Ultimate Rochambo Fighter Arena

With a terrifying war scream akin to that of a rabid banshee, I swoop in to quash all your existential weapons with …

Oatmeal!!

And I, in my infinite wisdom, use your own oatmeal against you in…

an avacado oatmeal facial scrub.

Exfoliate that!

As I snicker at your pathetic attempts I summon my ** Pathetic pack of paparatzi ** to photograph my ** rabid wombat of lust** gnawing your feet off. After a mild snack of oatmeal

Headlines tomorrow ** defeat of PAC-MAN ghost de-feeted in a vat of digested oatmeal**

I peel off the oatmeal facial scrub to reveal…
the horrible visage of ** Ross Perot[/b}

gaze upon greatness!
Because if you look right here you will see on these charts that the giant sucking sound is coming from none other than Mr Cynical and his twisty straw over by the goat pen! Ewwwwwww!
can you top a Goat feltching Mr Cynical!

I thought not!

Disclaimer: comment about Mr C is ment as a joke and to be taken in such a manner. under no circumstances has Mr C been caught on film doing any such act. (unless of course his hush money check bounces).

The fictionalized representation of Mr. Cynical and his straw will be of no use to you if the object of his lust is removed, so accordingly, I will get your goat!

I then will cause it to screech and run out of the arena by whispering “cabrito refrito” in its ear.

Now you are at the mercy of my multiple-speed-playback mini-casette recorder, emitting the distorted banshee wail of the latest Faith Hill song at 1.5 times normal speed!

ah but that is no match for my Boom box blareing out Richard Simons sings all the Neil Dimond classics

Beware “Cracklin Rosie” is getting on board!

Arrrrgh!

Flayed skin and bleeding sores! Glowing skin and empty pores!!

Fine. Two can play the “Touchably Soft Skin” game!

Dare you face my Mildy Malodramatic but Mostly Mean-Spirited Mud Monster!?

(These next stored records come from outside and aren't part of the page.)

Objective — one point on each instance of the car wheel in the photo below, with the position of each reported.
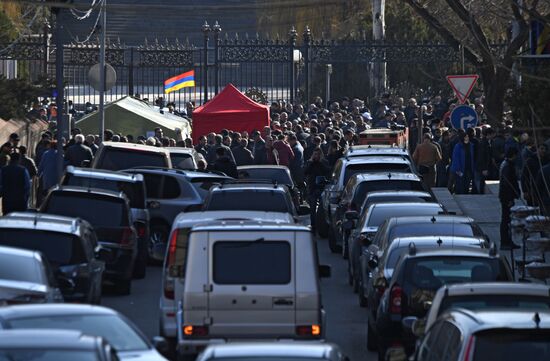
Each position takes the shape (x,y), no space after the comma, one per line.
(320,223)
(334,248)
(372,342)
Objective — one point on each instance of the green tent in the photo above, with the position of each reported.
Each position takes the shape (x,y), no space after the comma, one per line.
(129,115)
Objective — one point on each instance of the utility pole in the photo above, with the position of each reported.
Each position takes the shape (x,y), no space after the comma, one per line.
(378,75)
(102,69)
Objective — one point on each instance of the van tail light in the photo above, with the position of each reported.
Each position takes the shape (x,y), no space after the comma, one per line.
(396,294)
(469,349)
(309,330)
(190,330)
(127,236)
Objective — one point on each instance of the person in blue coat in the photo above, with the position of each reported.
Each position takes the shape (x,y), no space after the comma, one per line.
(463,164)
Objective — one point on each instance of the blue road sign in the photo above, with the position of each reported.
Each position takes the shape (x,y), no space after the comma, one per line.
(464,117)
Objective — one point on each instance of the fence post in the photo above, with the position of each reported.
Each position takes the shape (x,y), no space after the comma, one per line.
(216,29)
(206,31)
(131,73)
(293,35)
(307,42)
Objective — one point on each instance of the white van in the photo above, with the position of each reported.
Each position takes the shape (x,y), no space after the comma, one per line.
(175,255)
(248,280)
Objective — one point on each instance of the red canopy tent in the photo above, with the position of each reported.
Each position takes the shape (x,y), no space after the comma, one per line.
(231,110)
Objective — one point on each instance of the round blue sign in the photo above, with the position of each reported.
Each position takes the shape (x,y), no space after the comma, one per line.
(464,117)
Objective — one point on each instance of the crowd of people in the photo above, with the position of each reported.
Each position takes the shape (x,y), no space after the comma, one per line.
(309,139)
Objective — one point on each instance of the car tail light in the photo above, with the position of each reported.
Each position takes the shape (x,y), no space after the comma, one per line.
(190,330)
(127,235)
(309,330)
(396,294)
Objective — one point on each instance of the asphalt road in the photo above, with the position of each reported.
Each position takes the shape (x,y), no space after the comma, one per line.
(346,321)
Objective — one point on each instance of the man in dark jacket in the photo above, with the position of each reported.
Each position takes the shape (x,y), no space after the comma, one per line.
(242,155)
(15,185)
(508,191)
(224,164)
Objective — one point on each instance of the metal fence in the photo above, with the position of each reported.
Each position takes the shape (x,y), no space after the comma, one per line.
(281,68)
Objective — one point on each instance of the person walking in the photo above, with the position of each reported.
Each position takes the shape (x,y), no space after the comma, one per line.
(426,155)
(15,186)
(508,191)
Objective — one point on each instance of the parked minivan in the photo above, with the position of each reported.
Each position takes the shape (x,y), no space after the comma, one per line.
(247,280)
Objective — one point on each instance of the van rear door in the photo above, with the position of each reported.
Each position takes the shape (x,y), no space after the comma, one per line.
(252,284)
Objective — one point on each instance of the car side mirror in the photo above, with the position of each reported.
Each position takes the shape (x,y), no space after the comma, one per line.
(325,271)
(161,345)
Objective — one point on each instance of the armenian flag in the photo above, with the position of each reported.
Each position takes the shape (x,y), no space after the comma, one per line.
(177,82)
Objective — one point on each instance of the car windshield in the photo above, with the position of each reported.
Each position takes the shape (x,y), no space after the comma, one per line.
(380,214)
(112,328)
(59,248)
(99,211)
(485,301)
(248,200)
(19,268)
(134,190)
(182,161)
(47,355)
(384,185)
(512,345)
(281,176)
(117,159)
(352,169)
(429,229)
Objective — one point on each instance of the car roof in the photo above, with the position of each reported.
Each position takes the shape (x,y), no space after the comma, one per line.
(134,146)
(46,339)
(272,349)
(42,222)
(496,288)
(249,225)
(184,219)
(38,310)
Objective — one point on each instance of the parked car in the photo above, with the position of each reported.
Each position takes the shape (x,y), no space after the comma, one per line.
(70,246)
(118,156)
(271,173)
(169,192)
(249,280)
(185,158)
(489,296)
(116,329)
(357,188)
(54,345)
(280,351)
(109,213)
(504,335)
(133,186)
(361,236)
(417,276)
(26,277)
(343,170)
(173,275)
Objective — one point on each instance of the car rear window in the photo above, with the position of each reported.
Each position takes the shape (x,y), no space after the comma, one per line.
(99,211)
(512,345)
(59,248)
(135,191)
(252,262)
(117,159)
(429,229)
(281,176)
(380,214)
(18,268)
(247,200)
(374,167)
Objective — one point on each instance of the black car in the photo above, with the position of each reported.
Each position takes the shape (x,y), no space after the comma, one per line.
(416,279)
(109,213)
(133,186)
(70,246)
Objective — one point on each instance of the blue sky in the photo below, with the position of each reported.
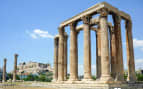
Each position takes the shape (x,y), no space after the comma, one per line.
(27,27)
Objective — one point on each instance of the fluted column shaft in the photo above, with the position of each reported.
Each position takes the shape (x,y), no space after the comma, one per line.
(73,53)
(15,67)
(87,47)
(98,54)
(113,52)
(4,71)
(119,50)
(105,63)
(56,46)
(130,52)
(65,56)
(61,55)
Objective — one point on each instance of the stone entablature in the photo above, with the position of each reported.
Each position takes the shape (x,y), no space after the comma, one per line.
(33,68)
(109,55)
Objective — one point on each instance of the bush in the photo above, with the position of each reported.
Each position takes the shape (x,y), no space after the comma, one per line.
(140,77)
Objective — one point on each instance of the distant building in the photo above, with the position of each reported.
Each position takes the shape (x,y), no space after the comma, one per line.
(33,68)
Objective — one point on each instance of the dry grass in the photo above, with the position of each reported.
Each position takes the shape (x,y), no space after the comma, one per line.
(23,88)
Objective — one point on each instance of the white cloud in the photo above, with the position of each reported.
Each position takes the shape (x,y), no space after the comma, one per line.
(138,43)
(38,33)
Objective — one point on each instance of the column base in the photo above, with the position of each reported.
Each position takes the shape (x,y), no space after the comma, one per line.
(87,79)
(54,80)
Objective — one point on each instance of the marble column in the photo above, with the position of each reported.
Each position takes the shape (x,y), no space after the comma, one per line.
(4,71)
(98,54)
(56,46)
(73,53)
(113,52)
(15,67)
(105,63)
(130,52)
(119,50)
(61,55)
(65,56)
(87,48)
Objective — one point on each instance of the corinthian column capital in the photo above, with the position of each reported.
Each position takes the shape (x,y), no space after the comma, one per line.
(86,19)
(103,12)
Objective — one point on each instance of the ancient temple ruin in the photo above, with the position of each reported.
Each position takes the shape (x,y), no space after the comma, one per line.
(109,51)
(107,71)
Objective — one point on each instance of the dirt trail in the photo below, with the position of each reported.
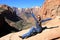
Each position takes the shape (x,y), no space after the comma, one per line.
(47,34)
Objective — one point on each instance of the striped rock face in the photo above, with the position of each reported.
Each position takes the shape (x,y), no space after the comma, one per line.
(50,8)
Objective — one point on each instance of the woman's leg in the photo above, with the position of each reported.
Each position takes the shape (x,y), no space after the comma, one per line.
(28,34)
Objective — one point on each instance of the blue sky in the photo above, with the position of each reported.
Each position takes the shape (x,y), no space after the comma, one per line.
(22,3)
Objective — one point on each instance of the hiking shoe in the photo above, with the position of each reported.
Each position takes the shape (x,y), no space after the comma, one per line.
(21,37)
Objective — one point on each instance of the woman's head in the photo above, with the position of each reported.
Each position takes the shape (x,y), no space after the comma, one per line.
(39,17)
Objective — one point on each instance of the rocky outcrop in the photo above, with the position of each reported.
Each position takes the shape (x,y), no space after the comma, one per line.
(7,12)
(50,8)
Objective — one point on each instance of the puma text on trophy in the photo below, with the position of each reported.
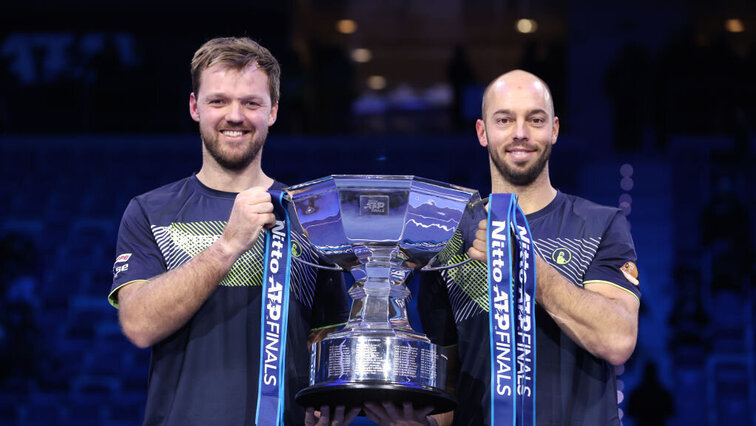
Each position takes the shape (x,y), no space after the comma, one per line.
(380,228)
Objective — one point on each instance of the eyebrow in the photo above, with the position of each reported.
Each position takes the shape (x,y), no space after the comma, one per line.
(529,113)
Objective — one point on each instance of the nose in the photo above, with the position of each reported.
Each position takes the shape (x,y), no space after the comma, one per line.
(521,131)
(234,113)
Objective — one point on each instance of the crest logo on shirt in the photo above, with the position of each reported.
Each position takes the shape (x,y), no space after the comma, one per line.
(561,256)
(296,249)
(630,271)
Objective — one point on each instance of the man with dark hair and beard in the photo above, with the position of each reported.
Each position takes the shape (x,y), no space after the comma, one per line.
(587,292)
(188,275)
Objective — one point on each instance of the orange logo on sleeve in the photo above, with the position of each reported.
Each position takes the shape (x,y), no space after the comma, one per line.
(630,271)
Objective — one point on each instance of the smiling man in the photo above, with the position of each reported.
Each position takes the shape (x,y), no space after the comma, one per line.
(587,295)
(189,270)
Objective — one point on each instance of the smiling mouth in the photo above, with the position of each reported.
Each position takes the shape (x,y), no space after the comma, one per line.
(233,133)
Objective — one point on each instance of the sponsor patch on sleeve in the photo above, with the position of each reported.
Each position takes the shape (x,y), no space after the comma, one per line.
(630,271)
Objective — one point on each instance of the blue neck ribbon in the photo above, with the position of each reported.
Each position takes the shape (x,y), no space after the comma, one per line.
(512,281)
(274,318)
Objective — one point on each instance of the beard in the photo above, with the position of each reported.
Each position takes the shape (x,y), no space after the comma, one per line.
(518,177)
(229,161)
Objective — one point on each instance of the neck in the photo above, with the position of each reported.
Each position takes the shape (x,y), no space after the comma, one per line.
(216,177)
(532,197)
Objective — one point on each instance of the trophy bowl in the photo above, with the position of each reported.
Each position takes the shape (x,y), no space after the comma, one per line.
(380,228)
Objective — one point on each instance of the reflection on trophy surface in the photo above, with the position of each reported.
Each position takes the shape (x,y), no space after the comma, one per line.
(380,228)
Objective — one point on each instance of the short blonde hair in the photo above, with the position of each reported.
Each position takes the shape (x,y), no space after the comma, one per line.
(236,53)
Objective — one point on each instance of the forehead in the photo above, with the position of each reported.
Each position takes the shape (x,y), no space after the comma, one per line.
(518,94)
(223,78)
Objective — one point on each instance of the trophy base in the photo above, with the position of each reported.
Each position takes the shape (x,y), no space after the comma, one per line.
(355,394)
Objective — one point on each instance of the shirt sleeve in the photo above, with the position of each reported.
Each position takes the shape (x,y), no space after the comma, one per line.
(615,261)
(137,254)
(435,311)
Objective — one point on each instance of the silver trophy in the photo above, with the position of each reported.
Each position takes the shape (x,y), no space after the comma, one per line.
(380,228)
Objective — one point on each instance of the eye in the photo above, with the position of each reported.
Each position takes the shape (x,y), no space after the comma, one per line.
(538,121)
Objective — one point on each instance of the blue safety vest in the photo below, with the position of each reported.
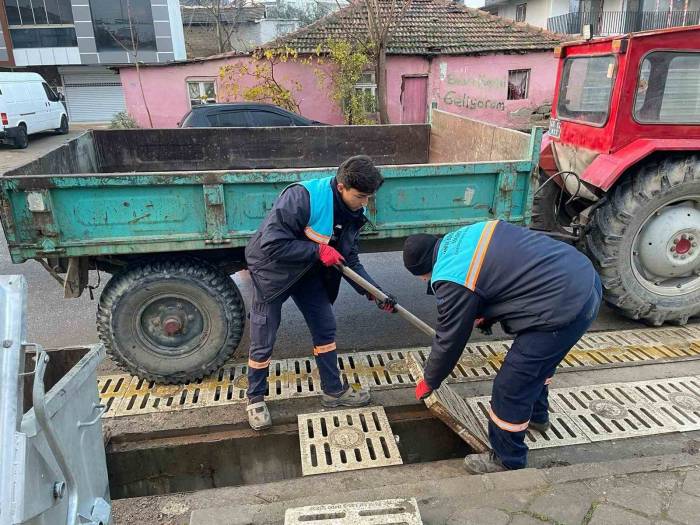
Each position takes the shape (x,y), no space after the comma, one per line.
(320,227)
(462,253)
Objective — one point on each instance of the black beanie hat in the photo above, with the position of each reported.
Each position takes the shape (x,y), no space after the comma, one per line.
(418,253)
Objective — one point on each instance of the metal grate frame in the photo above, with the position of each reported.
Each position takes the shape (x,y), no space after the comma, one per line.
(344,440)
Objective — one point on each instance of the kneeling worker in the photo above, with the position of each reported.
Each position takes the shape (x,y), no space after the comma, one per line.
(542,290)
(312,226)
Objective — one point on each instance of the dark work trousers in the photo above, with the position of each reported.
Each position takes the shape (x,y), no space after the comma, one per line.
(520,390)
(309,294)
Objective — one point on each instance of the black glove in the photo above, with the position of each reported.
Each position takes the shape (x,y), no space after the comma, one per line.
(484,325)
(388,304)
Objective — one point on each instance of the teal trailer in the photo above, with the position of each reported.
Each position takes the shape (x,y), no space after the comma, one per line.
(168,213)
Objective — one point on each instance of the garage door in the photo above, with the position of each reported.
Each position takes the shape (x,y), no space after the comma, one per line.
(93,96)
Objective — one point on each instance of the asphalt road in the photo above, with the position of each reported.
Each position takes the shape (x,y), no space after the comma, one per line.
(57,322)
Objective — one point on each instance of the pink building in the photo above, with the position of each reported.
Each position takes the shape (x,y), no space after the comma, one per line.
(445,55)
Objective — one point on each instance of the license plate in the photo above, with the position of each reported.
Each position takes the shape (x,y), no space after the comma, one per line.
(554,127)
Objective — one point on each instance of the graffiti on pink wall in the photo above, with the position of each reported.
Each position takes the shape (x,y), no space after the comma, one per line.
(474,86)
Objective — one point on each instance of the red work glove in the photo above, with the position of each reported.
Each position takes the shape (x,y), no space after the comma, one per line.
(484,326)
(329,256)
(422,390)
(388,304)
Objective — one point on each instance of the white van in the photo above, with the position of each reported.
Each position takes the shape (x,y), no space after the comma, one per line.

Mud monster blah… he is all dried you and will crumble at at touch when I zap him with my Uber unique ultimate UV sun bed
all your hope are now dust in the wind.

pity. :slight_smile:

Your Uber unique ultimate UV sun bed is powerless against my pasty complexion!

I counter with a Glass of Boiling Mountain Dew!

I drink your Delicious Dew, and whip out my own…

Collection of Grainy, poorly edited 70’s Porn!

That should stop you!!

Oh my Osip is almost done in with the poorly edited porn. Yet he recovers with

a hedghog, three chimpanzee’s and a box of swiss chocolate

a weak response, for sure.
Bitch all you want I am going back for that PORN!

A hedgehog, three chimpanzees and a box of Swiss chocolate will fit nicely into my petting zoo (with attatched gift shop)

Who can stand up to my collection of 70s pop music on 8-track cassette?

What can stand up to your collection of 70s pop music on 8-track cassette?

Nothing that I can think of off the top of my head …
unless I whip out my left-handed leprechaun smoking crack, a truly intimidating weapon, no doubt.

I reach into my pocket, to pull out…

A wad of Ron Jeremy’s Back Hair

*please note use of the sterile glove, and pocket lining.

This should do in your evil little Irishman… hehehe

But I cleverly lure your drug-using leprachaun away with my:

Pot 'o Gold-Bond Medicated Powder

Holy Simulposts, Tristan!

But fortunately, my cleverly selected Pot o’ Gold-Bond Medicated Powder defeats both Jack’s leprechaun and your surprise attack by the non-pubic hair of a pudgy porn star.

I wrap up your Gold Bond Medicated Powder with E-Z Wrap! (It’s so e-z!) As sponsored by the late curling champion Sandra Schmirler!

Ah, yes, but the rap stylings of Eazy-E, who has convieniently returned from the dead to participate in this match, put your E-Z Wrap to shame.

Deft move, Drain Bead, but Eazy-E is all to easily E-mailed into the Ether

Ah, but can Email or Ether withstand the deadly Whirling Gnaw of my Coked-up Hamster?